185 node-positive breast cancer patients were evaluated. All had standardized treatment and surveillance protocols. CXCR4 levels were detected with Western blots. Results were quantified against 1 µg of HeLa cells. CXCR4 expression was defined as high (≥ 7.5-fold) or low (<7.5-fold). Primary endpoints were cancer recurrence and death. Statistical analyses were Kaplan-Meier curves, log-rank test, and Cox proportional hazard model, with a P-value of ≤ 0.05 as significant.

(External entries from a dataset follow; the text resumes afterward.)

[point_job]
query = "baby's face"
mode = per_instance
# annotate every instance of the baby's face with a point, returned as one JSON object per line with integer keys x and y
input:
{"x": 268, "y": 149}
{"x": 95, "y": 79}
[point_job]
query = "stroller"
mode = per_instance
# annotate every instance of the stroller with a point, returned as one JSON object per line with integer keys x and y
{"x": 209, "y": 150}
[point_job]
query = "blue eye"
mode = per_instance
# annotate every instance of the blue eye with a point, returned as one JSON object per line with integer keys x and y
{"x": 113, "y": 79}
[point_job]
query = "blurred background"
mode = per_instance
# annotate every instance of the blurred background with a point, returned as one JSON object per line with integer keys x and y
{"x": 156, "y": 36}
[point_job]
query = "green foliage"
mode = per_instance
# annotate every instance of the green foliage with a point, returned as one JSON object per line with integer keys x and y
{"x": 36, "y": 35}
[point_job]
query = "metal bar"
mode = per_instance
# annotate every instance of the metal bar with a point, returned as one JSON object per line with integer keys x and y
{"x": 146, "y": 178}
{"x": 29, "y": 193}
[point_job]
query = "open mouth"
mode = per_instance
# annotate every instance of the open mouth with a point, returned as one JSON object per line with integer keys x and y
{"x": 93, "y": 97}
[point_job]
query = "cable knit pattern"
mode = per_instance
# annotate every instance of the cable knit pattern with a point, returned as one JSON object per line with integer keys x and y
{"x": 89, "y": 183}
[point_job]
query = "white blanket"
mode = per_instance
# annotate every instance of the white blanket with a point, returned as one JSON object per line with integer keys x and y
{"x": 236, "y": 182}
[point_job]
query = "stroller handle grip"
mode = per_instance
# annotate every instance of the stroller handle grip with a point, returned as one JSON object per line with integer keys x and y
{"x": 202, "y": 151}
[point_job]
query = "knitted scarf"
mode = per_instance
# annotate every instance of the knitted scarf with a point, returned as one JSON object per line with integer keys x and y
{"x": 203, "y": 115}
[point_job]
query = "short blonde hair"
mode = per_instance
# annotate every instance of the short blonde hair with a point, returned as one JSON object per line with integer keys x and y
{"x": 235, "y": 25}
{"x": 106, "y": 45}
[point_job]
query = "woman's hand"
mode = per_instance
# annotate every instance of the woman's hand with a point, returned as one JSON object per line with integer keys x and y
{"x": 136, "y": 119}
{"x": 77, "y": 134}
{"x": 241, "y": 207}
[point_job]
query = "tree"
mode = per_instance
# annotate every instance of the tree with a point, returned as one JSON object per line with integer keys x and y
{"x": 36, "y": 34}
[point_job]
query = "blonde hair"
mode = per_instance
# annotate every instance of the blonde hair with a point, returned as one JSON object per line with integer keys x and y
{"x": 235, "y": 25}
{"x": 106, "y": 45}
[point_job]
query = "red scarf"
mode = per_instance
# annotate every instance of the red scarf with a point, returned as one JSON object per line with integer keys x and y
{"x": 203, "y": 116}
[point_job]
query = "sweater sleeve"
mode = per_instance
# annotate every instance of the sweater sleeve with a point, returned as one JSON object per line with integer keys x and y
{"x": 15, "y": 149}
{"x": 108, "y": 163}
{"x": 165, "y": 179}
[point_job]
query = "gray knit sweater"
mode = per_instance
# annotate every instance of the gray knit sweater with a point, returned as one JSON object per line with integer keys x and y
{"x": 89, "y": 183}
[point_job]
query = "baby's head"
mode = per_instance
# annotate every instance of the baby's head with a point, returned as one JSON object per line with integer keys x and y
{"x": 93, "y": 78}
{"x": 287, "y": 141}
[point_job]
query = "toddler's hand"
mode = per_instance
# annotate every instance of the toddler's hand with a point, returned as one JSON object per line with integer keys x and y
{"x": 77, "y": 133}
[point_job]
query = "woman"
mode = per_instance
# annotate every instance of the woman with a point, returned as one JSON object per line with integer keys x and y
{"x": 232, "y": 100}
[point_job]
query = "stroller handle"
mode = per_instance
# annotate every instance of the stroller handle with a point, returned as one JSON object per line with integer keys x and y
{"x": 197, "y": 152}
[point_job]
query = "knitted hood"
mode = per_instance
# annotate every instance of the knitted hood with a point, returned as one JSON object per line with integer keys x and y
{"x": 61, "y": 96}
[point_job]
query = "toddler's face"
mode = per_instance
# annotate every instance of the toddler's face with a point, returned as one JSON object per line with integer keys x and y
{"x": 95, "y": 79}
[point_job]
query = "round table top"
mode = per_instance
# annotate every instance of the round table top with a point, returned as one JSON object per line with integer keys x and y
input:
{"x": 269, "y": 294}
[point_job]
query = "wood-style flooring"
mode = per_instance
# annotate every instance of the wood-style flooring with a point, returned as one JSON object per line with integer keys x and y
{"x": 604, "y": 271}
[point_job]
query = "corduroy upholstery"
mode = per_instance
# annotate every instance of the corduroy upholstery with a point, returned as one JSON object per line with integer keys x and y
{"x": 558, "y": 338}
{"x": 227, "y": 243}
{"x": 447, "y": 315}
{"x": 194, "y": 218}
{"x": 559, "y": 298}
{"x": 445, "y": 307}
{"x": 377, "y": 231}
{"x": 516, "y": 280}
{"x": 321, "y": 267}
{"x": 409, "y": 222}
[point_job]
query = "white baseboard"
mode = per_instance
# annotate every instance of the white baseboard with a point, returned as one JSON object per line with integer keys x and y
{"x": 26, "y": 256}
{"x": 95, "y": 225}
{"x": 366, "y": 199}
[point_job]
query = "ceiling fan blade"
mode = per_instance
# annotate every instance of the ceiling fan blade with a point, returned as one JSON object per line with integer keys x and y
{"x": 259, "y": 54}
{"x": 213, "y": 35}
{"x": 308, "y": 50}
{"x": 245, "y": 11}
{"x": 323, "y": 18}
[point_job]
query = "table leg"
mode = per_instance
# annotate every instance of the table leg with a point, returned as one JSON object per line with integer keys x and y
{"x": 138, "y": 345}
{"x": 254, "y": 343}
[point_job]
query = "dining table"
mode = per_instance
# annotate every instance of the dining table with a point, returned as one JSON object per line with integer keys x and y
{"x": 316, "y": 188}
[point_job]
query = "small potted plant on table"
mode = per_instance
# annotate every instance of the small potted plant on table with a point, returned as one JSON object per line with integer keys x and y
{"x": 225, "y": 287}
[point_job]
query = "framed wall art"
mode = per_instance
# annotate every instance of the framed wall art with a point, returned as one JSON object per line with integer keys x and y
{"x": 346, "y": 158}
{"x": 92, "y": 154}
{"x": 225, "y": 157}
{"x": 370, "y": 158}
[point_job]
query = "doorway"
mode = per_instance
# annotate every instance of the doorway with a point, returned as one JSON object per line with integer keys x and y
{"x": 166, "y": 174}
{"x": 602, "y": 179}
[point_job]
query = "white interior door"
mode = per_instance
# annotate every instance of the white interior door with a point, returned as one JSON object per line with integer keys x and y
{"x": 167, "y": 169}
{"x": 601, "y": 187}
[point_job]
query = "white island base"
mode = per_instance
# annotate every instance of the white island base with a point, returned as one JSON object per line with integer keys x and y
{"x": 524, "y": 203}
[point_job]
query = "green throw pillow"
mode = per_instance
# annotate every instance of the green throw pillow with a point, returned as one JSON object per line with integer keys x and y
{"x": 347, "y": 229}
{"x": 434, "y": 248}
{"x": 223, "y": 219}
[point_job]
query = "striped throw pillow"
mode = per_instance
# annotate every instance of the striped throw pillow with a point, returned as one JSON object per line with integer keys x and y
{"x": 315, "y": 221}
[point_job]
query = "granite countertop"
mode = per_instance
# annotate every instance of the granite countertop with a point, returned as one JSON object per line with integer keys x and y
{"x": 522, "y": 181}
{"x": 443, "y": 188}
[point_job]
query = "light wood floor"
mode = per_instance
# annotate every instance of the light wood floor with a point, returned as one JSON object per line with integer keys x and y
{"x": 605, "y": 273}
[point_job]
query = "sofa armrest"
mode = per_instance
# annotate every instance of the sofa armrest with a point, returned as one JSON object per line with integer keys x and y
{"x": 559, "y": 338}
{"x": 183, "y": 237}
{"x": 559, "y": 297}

The mean follow-up time was 54 months; 148 patients (80%) had low CXCR4 and 37 patients (20%) had high CXCR4 level. The 5-year overall survival (OS) for the low and high CXCR4 group was 69% and 57%, respectively (P=0.02). The 5-year disease-free survival (DFS) for the low and high CXCR4 group was 62% and 53%, respectively (P=0.08). On multivariate analysis, T stage (P=0.001) and grade (P=0.04) were independent predictors of DFS, while T stage (P=0.005), grade (P=0.024), and CXCR4 level (P=0.01) were independent predictors of OS.
High CXCR4 level in cancer specimens independently predicts a poor outcome for patients with node-positive breast cancer.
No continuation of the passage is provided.